Surely we should be close to attaining it by now, by 2015 and if not, then why not? We have had material riches in abundance, affordable food, free education and health care, a free country in which to work and play and a beautiful natural environment as a backdrop to our lives.

Why as a society do we increasingly struggle with depression, obesity, fear of losing our jobs, rising income inequality, the inability to keep our homes warm, the debt from our education hanging over us for decades or the choice of an apprenticeship or job offering insufficient income to make ends meet? Why do we face a future of uncertainty over our pensions, and the changing of our climate?

Why, because in part, we have chosen past political leaders based on a narrow, manipulated worldview. Our world (natural, social, technological and economic) and our understanding of it, is changing at an accelerating rate and as a species we don’t embrace change – we resist and seek the comfort of the status quo.

Now, more than ever before we need political leaders who can lead. We need to take the long view – resist the siren call of last quarter’s GDP figures, or this month’s A&E waiting times on which to base policy.

We need to consider everyone and everything in all decisions. Bring back a working, participatory democracy and move forward with vision, hope and enthusiasm. Our collective environmental angst needs to be addressed with real progress – we need to waste less, and live more lightly on this earth.

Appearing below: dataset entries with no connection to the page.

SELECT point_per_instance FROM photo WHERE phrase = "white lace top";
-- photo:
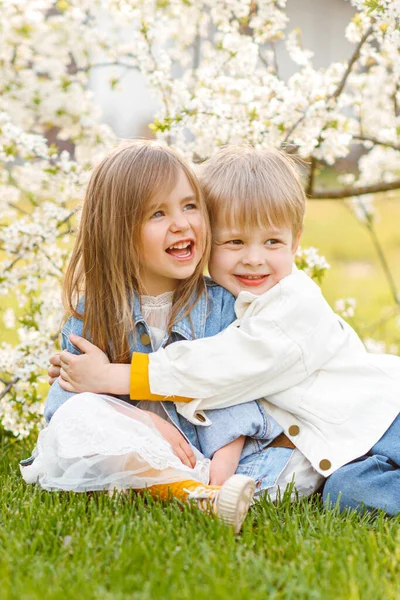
(156, 311)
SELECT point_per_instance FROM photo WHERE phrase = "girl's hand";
(174, 437)
(86, 372)
(55, 367)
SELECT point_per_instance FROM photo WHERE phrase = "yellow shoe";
(230, 501)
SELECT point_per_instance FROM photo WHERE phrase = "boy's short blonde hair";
(253, 188)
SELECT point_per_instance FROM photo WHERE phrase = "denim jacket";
(213, 312)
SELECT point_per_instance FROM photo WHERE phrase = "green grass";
(72, 546)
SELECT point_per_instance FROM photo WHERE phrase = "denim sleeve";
(57, 396)
(228, 424)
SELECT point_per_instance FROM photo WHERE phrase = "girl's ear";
(296, 242)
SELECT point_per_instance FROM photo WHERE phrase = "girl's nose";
(180, 223)
(254, 257)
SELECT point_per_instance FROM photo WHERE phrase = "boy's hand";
(225, 461)
(174, 437)
(55, 367)
(86, 372)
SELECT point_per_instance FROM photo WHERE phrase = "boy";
(338, 404)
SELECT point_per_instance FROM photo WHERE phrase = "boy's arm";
(274, 347)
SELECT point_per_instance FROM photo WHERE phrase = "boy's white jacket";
(333, 398)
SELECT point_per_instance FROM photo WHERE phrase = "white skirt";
(97, 442)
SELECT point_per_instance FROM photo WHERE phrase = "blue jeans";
(372, 481)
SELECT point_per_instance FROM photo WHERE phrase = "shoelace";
(205, 496)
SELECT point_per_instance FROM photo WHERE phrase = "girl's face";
(172, 238)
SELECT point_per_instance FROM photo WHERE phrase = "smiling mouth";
(182, 251)
(252, 280)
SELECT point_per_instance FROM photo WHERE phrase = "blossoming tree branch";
(213, 66)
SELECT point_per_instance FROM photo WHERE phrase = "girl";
(142, 247)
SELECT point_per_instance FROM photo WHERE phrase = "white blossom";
(212, 65)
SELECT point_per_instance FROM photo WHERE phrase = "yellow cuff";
(139, 381)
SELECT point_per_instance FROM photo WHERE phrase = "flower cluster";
(213, 65)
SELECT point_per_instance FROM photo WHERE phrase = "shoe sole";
(234, 500)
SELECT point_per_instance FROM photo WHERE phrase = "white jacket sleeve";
(282, 337)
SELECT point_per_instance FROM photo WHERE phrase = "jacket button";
(145, 339)
(294, 430)
(325, 464)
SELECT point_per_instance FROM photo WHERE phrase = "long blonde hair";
(105, 263)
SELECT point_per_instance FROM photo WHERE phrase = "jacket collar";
(183, 326)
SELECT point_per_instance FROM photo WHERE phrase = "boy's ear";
(296, 241)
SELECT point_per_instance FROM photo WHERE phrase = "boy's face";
(254, 261)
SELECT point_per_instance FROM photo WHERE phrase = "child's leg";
(228, 424)
(372, 481)
(274, 468)
(94, 442)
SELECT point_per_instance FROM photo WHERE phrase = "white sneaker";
(230, 502)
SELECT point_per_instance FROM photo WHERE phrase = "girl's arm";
(283, 337)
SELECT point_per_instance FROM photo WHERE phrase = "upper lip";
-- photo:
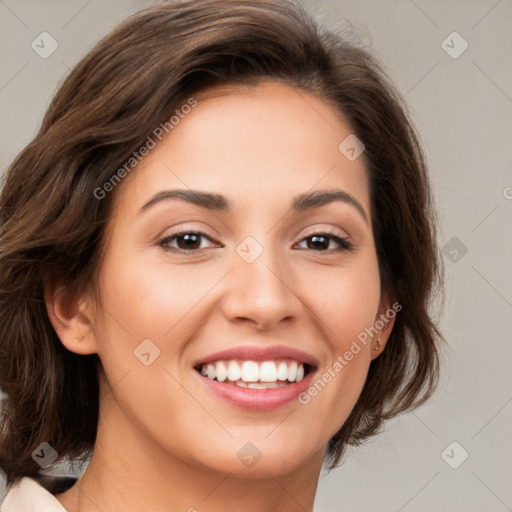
(258, 353)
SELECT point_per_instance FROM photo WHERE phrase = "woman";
(217, 259)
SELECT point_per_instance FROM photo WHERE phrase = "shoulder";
(36, 494)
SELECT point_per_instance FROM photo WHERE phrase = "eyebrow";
(218, 202)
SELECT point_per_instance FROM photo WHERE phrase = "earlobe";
(70, 316)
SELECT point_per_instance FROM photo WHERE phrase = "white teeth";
(222, 371)
(250, 372)
(300, 373)
(292, 371)
(264, 374)
(268, 372)
(282, 371)
(211, 371)
(233, 371)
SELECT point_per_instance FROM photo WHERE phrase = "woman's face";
(257, 277)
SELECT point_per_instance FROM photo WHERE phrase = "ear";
(71, 316)
(384, 321)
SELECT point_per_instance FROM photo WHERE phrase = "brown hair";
(51, 224)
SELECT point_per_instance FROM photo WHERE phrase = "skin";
(164, 441)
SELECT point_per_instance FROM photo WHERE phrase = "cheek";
(346, 313)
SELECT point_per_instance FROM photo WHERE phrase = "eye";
(322, 241)
(189, 241)
(185, 240)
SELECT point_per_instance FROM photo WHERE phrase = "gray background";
(463, 109)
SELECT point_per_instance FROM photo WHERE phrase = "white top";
(28, 495)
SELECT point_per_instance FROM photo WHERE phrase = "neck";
(131, 473)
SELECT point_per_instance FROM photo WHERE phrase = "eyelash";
(345, 244)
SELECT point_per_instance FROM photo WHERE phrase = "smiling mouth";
(255, 374)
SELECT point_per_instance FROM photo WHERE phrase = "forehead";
(257, 145)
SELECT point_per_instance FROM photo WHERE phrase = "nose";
(261, 293)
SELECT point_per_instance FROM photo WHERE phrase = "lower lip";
(257, 399)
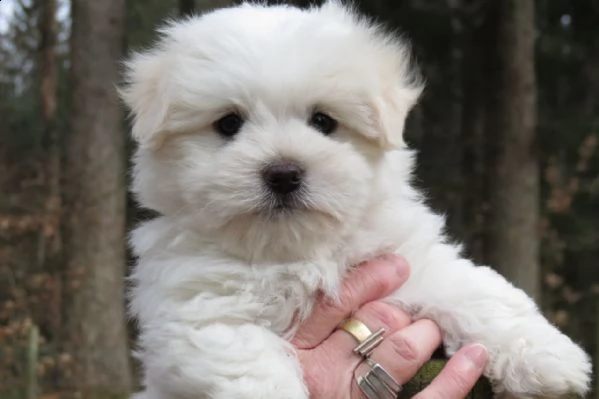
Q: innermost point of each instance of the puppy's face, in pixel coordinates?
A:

The solutions will not involve us all living in the woods – Thoreau’s sojourn was only ever a temporary interlude for reflection. It lies with us deciding what is important in our lives – family, community, and voluntary endeavour, looking after one another and working cooperatively.

It means building efficient, truly affordable homes, creating space for sustainable and healthier means of travel, caring for and respecting the elderly.

We now have the technology to generate all of our energy needs renewably and stop insisting on the need to squeeze more fossil fuels from the earth, causing political instability and fear and resulting in further climate and other chaos.

We need to properly value nature, not reduce her to a line on a balance sheet, but be inspired by her beauty, diversity and resilience – protect her and in turn she will help us.

We need to carve out a new politics to support us in this endeavour. We won’t turn the corner tomorrow, but we can start by making a difference today. We can build the momentum to turn from desperation, to become the change we want to see.